Tania is also interviewed over on Nik's blog. It's all part of the launch of her own short story collection, The White Road and Other Stories. I'm waiting for my copy to arrive any minute now...

On losing the internet - more...

This story about a writer holding a IT specialist hostage until he'd fitted her internet made me laugh. I could identify with her initial experiences ...
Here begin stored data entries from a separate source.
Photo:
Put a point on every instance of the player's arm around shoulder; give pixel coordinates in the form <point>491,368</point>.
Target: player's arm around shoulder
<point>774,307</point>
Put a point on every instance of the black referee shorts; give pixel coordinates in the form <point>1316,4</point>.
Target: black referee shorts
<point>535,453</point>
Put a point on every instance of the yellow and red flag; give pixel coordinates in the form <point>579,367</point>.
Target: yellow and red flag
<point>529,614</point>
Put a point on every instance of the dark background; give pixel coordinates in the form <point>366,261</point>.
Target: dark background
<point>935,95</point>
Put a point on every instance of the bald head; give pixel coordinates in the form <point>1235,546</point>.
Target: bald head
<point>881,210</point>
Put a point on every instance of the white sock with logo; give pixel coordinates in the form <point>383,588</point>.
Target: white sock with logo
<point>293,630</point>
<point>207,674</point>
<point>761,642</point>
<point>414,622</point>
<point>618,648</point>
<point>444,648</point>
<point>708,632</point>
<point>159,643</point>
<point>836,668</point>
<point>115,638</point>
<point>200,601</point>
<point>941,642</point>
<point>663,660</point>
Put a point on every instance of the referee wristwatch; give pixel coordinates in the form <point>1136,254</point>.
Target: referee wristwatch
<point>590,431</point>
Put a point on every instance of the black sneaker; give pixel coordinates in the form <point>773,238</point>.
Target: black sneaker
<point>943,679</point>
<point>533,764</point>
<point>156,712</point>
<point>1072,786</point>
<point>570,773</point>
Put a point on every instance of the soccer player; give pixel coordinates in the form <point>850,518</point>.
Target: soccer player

Carol Sinclair lost her connection with ISP Aliant and, by her own account, spent days trying to get the line fixed.

"I was polite the first 20 times I talked to them. But each one gave me the same routine: 'Is the modem connected? Are the lights blipping?'," she told The Globe and Mail.

"And then each one would say: 'It should be working. The problem must be with your computer.' I was a little stressed. I had six days to do a month's work."

Although this bit of the story made me wonder:

Finally Sinclair said she resorted to impersonating a man's voice and got a repairman sent out the next day, a "huge, strapping young man", 21 year-old David Scott.

Do you really have to be a man to get a repairman? Surely people don't still think women don't know how to use the internet do they?

Monday, September 01, 2008

Argh the internet...

So when my camera was broken in Minneapolis, I began to realise how reliant I had become on taking photographs as a way of recording what I was seeing. This was particularly frustrating as I walked round the Walker Gallery's fabulous artist designed mini golf course. Here's someone else's photograph instead - I can't even understand my notes - bottles, diff hites, bang shulders? (sic). Hmmm. I was trying to play AND take notes, I suppose.

Now, back at home, my internet hasn't been working properly. The strange thing is how it makes me feel the same as when I didn't have a camera. As if I'm short-sighted somehow. Or I'm missing one of my senses. Anyway, this is also an excuse as to why the prompts aren't always up on the right day. Normal service will be resumed shortly.